Mangaka: Natsuki Takaya
Following her mom’s death in a car accident, Tohru Honda finds herself living on her own in a tent. Not that she’s about to let any of that get her down! Shortly after setting up . . . um, house? . . . Tohru stumbles upon a large house nearby–only to find that her classmate the oh-so-popular Yuki Sohma lives there with his cousin Shigure. And, apparently, his violent, grumpy cousin Kyo. What with one thing and another, they discover her circumstances and convince her to move in and do their housekeeping (they desperately need the help!). However, it’s not long until Tohru discovers that the Sohmas are keeping a secret: when they get sick or are hugged by members of the opposite gender, several of them will turn into the various animals of the Chinese zodiac! Tohru’s more than willing to keep their secret, but the closer she gets to the Sohmas, the more she realizes there’s more to this curse than just turning into cute animals. . . . There is a deep, painful secret hiding in the Sohma family, and Tohru is desperate to free the people she loves from that painful curse, whatever it takes.

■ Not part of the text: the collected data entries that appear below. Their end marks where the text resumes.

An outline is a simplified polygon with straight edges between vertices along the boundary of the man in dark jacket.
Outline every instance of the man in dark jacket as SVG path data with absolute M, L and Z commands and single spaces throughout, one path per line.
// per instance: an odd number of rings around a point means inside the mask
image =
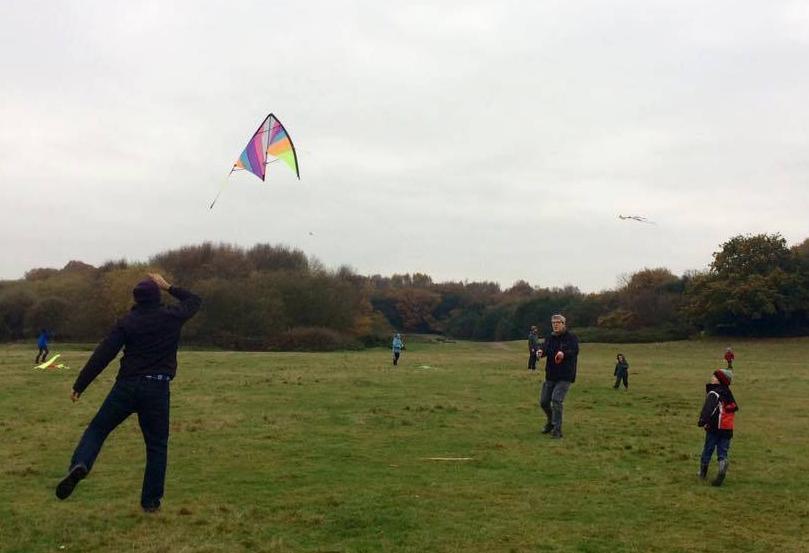
M 539 405 L 548 420 L 543 434 L 562 437 L 562 403 L 570 385 L 576 381 L 576 362 L 579 356 L 579 339 L 568 332 L 562 315 L 551 317 L 553 333 L 545 339 L 539 356 L 545 357 L 545 382 L 539 393 Z
M 164 306 L 160 290 L 180 301 Z M 81 370 L 70 399 L 78 401 L 82 392 L 115 359 L 121 348 L 121 368 L 115 385 L 90 422 L 70 460 L 68 475 L 56 487 L 56 496 L 66 499 L 92 470 L 104 440 L 132 413 L 138 414 L 146 442 L 146 471 L 141 506 L 146 512 L 160 508 L 169 439 L 169 382 L 177 372 L 177 345 L 180 329 L 199 310 L 202 300 L 159 274 L 139 282 L 132 295 L 135 305 L 118 320 L 96 347 Z

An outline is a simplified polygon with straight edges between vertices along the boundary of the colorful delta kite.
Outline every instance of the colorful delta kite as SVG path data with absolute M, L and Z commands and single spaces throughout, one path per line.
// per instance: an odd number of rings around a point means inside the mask
M 267 161 L 267 156 L 272 156 L 275 159 Z M 233 164 L 230 173 L 233 173 L 233 171 L 250 171 L 261 180 L 264 180 L 267 176 L 267 165 L 279 159 L 295 172 L 298 179 L 301 178 L 295 145 L 292 143 L 292 139 L 284 125 L 271 113 L 253 133 L 253 137 L 245 146 L 242 155 Z M 230 176 L 230 173 L 228 176 Z M 221 194 L 222 191 L 220 190 L 219 193 Z M 219 198 L 219 194 L 216 195 L 216 198 Z M 213 209 L 215 203 L 216 199 L 211 203 L 211 209 Z
M 272 113 L 267 116 L 253 134 L 253 138 L 247 143 L 242 155 L 233 164 L 231 173 L 244 169 L 264 180 L 268 155 L 282 160 L 290 169 L 295 171 L 295 175 L 299 179 L 301 178 L 298 171 L 298 156 L 295 154 L 292 139 L 289 138 L 287 130 Z M 269 163 L 272 163 L 272 161 Z

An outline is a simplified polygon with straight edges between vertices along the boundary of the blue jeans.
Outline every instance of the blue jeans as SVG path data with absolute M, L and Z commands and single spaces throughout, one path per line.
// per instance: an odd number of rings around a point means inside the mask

Fruits Basket is probably my absolute favorite shoujo manga ever. Maybe even my favorite manga, period. Mostly because it’s chock full of wonderful characters–again some of my absolute favorites. Momiji Sohma, for instance–super-cute and kiddish (think Honey from Hostbu), but full of surprising insights, kindnesses, and selflessness–absolutely makes my heart melt. But really, the entire cast is deep and full of surprises; they’re excellently developed and fascinating to get to know. At first glance, the plot seems veeery stereotypical shoujo–I mean seriously, death by car accident, damsel in distress moving in with a bunch of guys, random fantasy curse–but it takes those stereotypical elements as a jumping-off point for something much richer. The story is intricate and emotionally moving–few stories make me laugh and cry more, or leave a more lasting impression. I think I never really understood the concept of kindness until I read this manga; it hit home in a meaningful way to me. Regarding the art, Takaya has a distinctive style, shoujo and cute/pretty, with big, limpid eyes–in my opinion, it suits the story well. If you’re interested in a sweet, moving shoujo manga with lots of intricacies and great characters, Fruits Basket would be high on my recommendations (just be aware that it’s long–23 volumes).